The chart below offers a summary of how CPG and high-tech companies are adopting demand-side and supply-side strategies for becoming demand-driven.

Demand-Driven Supply Chain 2.0

What is a demand-driven supply chain?

Demand-driven supply chains examine many factors, like trends and online consumer activity, to adjust forecasting in real time. By reducing the time it takes to learn about changes in demand, companies can react more quickly to market fluctuations and alter their operations to meet those changes. Another important DDSC element is technology.

What is the difference between demand-driven and traditional supply chain methods?

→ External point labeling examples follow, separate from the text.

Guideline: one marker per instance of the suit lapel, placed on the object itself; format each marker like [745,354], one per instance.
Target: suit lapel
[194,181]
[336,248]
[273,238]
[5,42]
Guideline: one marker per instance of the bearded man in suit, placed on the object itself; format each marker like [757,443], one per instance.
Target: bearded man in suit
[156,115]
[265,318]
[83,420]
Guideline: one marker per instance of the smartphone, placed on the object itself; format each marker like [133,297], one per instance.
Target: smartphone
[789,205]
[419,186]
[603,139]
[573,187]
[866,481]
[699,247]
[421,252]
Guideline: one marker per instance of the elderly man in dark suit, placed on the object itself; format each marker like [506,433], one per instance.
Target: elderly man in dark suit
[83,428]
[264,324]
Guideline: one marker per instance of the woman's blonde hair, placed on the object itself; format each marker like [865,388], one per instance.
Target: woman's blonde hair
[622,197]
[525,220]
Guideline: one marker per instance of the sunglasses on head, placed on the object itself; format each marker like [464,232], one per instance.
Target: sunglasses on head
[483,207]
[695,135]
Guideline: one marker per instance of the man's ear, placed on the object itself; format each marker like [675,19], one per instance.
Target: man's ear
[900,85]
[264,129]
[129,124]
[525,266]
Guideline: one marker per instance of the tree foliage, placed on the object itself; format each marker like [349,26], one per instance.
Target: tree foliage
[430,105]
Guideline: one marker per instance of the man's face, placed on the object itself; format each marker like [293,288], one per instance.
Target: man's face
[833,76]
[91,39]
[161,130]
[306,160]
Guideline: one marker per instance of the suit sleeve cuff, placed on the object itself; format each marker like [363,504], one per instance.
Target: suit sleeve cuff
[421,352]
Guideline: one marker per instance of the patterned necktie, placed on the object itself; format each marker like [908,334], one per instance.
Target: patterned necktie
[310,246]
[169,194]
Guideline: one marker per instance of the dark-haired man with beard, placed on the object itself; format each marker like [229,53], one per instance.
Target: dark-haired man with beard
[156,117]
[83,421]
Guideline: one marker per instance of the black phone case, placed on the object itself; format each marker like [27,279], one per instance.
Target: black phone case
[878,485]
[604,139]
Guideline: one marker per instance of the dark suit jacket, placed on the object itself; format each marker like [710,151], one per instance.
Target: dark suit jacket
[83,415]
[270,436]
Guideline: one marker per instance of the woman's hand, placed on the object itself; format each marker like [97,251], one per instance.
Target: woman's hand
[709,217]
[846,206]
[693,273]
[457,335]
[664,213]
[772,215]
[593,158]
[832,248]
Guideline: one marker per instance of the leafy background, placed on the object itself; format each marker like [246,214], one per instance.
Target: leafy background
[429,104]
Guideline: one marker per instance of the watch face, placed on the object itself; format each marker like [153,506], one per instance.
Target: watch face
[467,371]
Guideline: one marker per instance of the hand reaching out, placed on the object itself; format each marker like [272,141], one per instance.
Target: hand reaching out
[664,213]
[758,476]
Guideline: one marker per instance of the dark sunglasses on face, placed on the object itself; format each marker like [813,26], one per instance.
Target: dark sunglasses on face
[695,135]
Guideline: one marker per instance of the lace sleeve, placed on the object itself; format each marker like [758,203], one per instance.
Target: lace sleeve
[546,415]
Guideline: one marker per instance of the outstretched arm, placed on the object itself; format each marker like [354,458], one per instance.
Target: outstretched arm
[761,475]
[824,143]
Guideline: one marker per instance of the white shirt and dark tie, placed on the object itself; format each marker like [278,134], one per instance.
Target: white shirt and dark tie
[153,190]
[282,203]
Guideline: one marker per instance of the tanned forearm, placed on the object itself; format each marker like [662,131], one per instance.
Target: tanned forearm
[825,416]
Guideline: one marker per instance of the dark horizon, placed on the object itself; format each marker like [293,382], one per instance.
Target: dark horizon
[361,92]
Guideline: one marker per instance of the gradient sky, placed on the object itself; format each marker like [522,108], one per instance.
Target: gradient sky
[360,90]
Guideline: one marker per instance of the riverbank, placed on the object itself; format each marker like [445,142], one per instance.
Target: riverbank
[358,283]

The demand-driven market tends to have greater elasticity – compared to traditional supply chain methods. For example, the prices in a demand-driven market respond to any changes in demand whereas the opposite reacts to changes in supply. So, demand-driven is demanded by the customers while traditional methods are primarily determined by suppliers.

What is a demand-driven supply network (DDSN)?

A Demand-driven supply network (DDSN) is one method of supply-chain management which involves building supply chains in response to demand signals. The main force of DDSN is that it is driven by customers demand. In comparison with the traditional supply chain, DDSN uses the pull technique.

What makes a supply chain more demand-driven?

Companies have invested huge amounts in making their supply chains more demand-driven. However, these efforts are typically confined to one geography, one business unit and/or one function, such as procurement, planning, logistics or inventory management.